Aug 022009

In part 1, I made a negative case against the desktop interface as it currently exists, but I promised to make a positive case for my solutions. Because it would take at least a few weeks to put together a complete presentation, I thought it more timely if I instead present the ideas in installments (and hey, more reddit karma whoring this way). Most of the pushback to part 1 (both constructive and vitriolic) concerned my ideas about lists, so I decided to start there.

Rather than writing this up, I thought a screencast would be more appropriate for presenting these visual ideas. The run time is 37 minutes. (Yes, I know that’s long, and it starts slow, but if I’m not thorough, I just leave myself open to superficial dismissals.)

(I apologize for some parts where my narration gets a bit difficult to follow: I heavily edit the audio and end up removing awkward gaps and pasting together sentences from different takes; this works surprisingly well most of the time, but sometimes the result sounds a bit like Max Headroom.)

Posted by Brian Will

3 Comments to “Reinventing the desktop (part 2): I heard you like lists…

  1. [...] brian will . net « Reinventing the desktop (part 2): I heard you like lists… [...]

  2. Lars says:

    http://www.youtube.com/watch?v=Tl9kD693ie4

    Seen this?

    One point they make is that rearranging stuff like office 2003 menus is bad.

  3. Setras says:

    You have very interesting ideas, but the one massive list working depends rather heavily on tags (or remembering program names) and I’m not convinced of it’s feasibility.
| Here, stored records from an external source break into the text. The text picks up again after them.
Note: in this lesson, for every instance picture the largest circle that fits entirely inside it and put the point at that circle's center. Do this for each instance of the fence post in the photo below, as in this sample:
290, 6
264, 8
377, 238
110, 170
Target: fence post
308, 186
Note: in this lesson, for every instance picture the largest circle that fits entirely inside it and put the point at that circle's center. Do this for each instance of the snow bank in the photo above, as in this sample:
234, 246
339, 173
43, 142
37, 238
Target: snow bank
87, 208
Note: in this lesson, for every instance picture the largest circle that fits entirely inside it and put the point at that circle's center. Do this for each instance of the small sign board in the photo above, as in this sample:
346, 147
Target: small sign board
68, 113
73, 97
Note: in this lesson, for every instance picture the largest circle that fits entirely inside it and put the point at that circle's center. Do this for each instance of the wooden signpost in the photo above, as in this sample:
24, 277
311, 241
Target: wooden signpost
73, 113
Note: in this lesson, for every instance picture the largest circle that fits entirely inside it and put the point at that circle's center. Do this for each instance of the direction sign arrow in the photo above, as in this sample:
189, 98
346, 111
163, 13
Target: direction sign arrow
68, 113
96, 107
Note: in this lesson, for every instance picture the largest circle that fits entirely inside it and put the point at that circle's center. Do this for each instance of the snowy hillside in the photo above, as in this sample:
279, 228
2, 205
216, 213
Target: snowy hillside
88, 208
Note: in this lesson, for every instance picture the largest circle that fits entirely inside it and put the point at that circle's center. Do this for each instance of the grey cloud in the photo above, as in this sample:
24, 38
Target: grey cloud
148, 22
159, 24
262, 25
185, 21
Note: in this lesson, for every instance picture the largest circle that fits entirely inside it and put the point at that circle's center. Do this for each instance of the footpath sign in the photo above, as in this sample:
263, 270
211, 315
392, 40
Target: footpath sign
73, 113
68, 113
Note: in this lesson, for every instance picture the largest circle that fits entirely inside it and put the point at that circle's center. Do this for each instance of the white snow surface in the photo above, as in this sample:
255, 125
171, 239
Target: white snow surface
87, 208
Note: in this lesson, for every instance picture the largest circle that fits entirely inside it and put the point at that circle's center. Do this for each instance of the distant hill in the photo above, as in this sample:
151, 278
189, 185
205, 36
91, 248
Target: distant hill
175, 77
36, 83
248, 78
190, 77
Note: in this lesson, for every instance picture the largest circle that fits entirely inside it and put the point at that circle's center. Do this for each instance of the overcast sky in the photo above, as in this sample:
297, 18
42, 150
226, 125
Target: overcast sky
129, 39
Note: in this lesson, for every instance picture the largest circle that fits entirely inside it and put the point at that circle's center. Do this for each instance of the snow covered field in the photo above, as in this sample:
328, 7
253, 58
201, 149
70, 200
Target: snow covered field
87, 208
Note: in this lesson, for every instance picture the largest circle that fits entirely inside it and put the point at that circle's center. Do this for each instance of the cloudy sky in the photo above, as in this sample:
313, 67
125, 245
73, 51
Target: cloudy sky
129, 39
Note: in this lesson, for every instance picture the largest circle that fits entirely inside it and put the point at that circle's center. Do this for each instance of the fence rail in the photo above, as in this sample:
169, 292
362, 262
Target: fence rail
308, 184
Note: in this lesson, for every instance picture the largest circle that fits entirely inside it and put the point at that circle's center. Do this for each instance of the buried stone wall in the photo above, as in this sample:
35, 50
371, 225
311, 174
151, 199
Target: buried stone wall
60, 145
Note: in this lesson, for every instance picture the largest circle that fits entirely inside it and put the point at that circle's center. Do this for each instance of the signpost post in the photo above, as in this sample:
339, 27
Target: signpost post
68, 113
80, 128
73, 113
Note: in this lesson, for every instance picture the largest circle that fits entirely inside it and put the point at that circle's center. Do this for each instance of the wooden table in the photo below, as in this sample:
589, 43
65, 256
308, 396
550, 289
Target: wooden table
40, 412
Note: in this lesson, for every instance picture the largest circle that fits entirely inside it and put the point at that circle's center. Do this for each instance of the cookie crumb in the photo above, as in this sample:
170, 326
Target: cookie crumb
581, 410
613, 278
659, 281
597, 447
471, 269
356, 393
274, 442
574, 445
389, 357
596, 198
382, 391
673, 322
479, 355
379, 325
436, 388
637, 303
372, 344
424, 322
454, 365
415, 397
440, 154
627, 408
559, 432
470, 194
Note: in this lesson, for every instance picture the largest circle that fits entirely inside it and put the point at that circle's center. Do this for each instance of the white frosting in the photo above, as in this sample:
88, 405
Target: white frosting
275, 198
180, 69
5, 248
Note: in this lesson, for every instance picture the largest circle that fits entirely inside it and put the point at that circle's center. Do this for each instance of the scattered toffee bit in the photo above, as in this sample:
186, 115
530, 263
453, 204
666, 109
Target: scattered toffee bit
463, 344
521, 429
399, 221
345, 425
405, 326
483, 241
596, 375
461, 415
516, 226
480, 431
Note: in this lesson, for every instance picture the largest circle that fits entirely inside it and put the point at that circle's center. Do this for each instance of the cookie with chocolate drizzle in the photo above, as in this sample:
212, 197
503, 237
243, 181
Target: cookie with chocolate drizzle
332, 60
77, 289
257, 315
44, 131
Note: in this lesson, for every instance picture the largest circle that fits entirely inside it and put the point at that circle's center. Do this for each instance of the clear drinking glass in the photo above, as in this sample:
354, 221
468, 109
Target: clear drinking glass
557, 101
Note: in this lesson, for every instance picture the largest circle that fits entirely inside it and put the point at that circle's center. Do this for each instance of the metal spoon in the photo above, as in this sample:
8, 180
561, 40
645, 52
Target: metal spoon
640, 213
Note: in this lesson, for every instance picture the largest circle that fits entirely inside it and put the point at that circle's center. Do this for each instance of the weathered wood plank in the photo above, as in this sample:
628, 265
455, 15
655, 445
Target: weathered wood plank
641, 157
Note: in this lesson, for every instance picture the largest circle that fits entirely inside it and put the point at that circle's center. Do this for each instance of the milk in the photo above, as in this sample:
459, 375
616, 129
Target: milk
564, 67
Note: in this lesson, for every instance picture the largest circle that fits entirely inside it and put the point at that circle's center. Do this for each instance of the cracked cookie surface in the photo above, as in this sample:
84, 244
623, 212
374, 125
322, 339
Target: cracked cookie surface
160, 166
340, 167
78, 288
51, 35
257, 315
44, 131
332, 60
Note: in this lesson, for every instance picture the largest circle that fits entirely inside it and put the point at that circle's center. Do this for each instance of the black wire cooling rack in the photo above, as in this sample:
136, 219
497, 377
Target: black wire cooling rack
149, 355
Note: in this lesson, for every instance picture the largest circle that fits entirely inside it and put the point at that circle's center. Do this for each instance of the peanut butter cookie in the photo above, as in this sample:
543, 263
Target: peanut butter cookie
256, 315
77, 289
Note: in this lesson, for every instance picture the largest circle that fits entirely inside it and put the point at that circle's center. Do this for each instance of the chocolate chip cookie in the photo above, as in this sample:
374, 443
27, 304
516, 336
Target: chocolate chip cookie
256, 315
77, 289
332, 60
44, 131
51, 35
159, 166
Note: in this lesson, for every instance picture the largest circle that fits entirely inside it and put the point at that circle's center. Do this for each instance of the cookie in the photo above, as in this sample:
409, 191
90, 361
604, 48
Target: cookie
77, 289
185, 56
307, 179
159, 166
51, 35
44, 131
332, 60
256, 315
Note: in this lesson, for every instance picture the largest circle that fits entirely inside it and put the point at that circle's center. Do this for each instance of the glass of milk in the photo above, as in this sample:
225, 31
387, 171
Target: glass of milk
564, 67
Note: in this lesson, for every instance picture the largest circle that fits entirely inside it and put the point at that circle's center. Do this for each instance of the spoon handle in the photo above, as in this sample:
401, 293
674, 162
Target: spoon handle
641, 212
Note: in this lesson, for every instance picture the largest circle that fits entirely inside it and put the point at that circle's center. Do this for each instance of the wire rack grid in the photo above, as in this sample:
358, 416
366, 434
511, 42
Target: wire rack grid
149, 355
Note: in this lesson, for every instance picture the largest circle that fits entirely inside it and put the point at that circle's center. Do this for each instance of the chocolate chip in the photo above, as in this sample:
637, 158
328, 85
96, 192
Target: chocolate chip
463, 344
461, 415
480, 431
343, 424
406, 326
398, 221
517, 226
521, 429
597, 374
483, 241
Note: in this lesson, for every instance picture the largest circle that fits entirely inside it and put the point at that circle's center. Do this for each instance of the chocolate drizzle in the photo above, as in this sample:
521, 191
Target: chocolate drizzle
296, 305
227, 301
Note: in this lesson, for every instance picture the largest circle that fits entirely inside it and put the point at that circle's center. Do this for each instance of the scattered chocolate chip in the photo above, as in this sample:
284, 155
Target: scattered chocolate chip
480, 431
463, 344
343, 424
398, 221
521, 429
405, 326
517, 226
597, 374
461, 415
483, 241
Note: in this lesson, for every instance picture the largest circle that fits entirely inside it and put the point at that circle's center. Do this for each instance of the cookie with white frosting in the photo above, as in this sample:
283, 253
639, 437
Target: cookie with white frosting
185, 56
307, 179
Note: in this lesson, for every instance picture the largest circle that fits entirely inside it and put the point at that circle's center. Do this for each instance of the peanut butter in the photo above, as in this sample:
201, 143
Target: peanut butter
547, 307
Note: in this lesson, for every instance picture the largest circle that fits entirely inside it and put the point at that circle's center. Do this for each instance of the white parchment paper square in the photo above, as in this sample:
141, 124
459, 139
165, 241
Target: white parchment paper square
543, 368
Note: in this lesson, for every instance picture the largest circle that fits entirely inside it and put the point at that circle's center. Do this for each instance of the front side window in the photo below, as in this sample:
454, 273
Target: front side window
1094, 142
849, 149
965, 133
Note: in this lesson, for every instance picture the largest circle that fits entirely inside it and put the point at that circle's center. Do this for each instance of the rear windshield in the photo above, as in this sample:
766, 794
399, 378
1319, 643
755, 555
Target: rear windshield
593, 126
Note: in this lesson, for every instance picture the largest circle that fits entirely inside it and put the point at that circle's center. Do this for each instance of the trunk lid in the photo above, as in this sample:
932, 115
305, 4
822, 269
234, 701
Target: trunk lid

What happens when the programs don’t have premade tags that are intuitive for me? Do I then go through every option in the menu and add the tags I want there for every item in the menu? And then do this on my work computer, my laptop (linux x 2) and my desktop (windows and linux x 2)? I’ll admit to being somewhat of an extreme example, but I think the point still stands. And if I’m ever using someone else’s computer I’m all lost again. What I’m afraid of is that I’ll replace one kind of information I need to remember (settings of a program can be found in the Edit menu on linux and Tools menu on windows) with another kind of information (Program/Action X can be found behind search word Y).